É assim, pela mesquinhez que relega a natureza chocante e bárbara da morte ao escanteio das inconveniências sociais, que o autor revela sua abordagem sobre a índole humana, costurando em seguida os fatos da vida do pobre Ivan como prova de seu raciocínio.
Sabemos de sua família, do orgulho que provocava pela dedicação aos estudos. De seu empenho em construir uma carreira exemplar, procurando sempre bajular as pessoas certas e se espelhar naqueles que, no fundo, procurava almejar vida igual. De seus esforços em viver conforme regras rígidas de educação, moderação e disciplina.

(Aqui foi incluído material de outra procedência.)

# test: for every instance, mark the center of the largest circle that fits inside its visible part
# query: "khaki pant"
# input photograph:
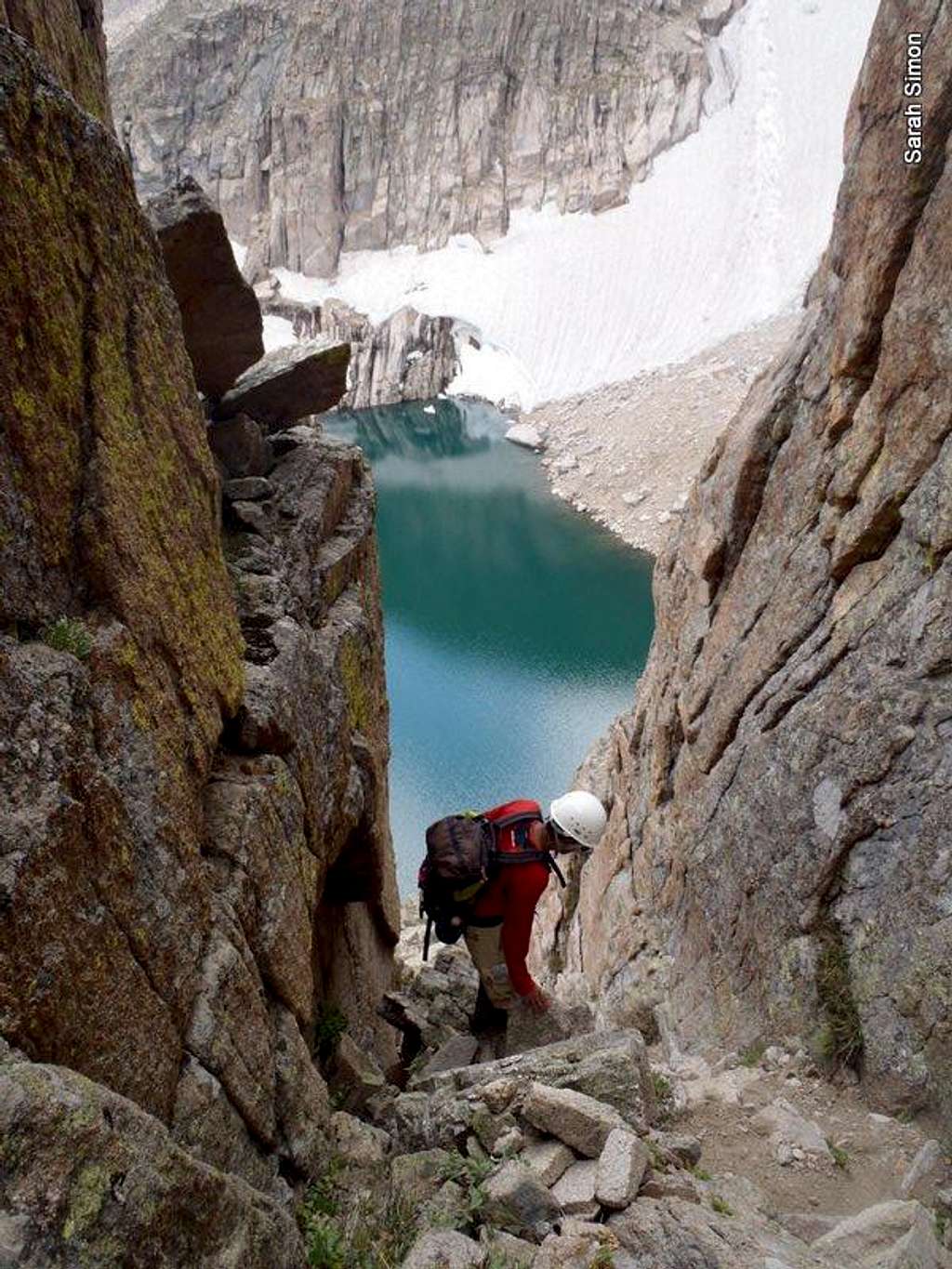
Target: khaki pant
(486, 951)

Ainda que o casamento mal planejado abra espaço para atritos e desgastes, Ivan focava no trabalho e em sua carreira as suas melhores forças, visando respeitabilidade e segurança. Mas um simples acidente doméstico, que a princípio não causara maiores temores, acaba se tornando a raiz de todas as angústias possíveis. Uma dor, um incômodo no flanco, se transforma com o passar das semanas num grave problema de saúde, que arrasta o protagonista para uma espiral de pânico e desespero, ao sentir paulatinamente a morte se aproximar.
Tolstói mostra toda sua maestria narrativa ao concentrar uma infinidade de questões filosóficas em um texto relativamente curto, desnundando Ivan de todas as vaidades, interesses mundanos, preocupações corriqueiras. Diante do abismo definitivo, eleva-se a grande dúvida: qual o sentido de tudo? Uma obra fundamental, a ser lida e relida sempre.

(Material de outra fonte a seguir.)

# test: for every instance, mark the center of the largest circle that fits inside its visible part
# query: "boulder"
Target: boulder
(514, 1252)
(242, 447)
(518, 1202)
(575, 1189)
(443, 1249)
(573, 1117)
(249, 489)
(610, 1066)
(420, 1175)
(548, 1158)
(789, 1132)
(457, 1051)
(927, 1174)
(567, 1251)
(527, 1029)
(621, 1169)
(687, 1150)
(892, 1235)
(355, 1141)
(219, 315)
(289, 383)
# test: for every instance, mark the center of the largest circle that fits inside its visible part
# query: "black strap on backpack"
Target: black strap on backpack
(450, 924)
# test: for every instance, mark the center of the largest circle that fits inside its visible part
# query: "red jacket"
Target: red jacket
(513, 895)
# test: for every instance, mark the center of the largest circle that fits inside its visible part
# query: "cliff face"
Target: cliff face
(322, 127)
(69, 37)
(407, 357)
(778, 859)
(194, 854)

Em domínio público, é possível encontrá-la pelas mais diferentes editoras, nos mais variados formatos. Inclusive em quadrinhos, lançado pela editora Peirópolis, com tradução do excelente Boris Schnaiderman, uma referência no tema. Outro destaque do mercado é a edição da Antofágica, que conta com ilustrações de Luciano Feijah e textos acessórios que enriquecem a experiência da leitura.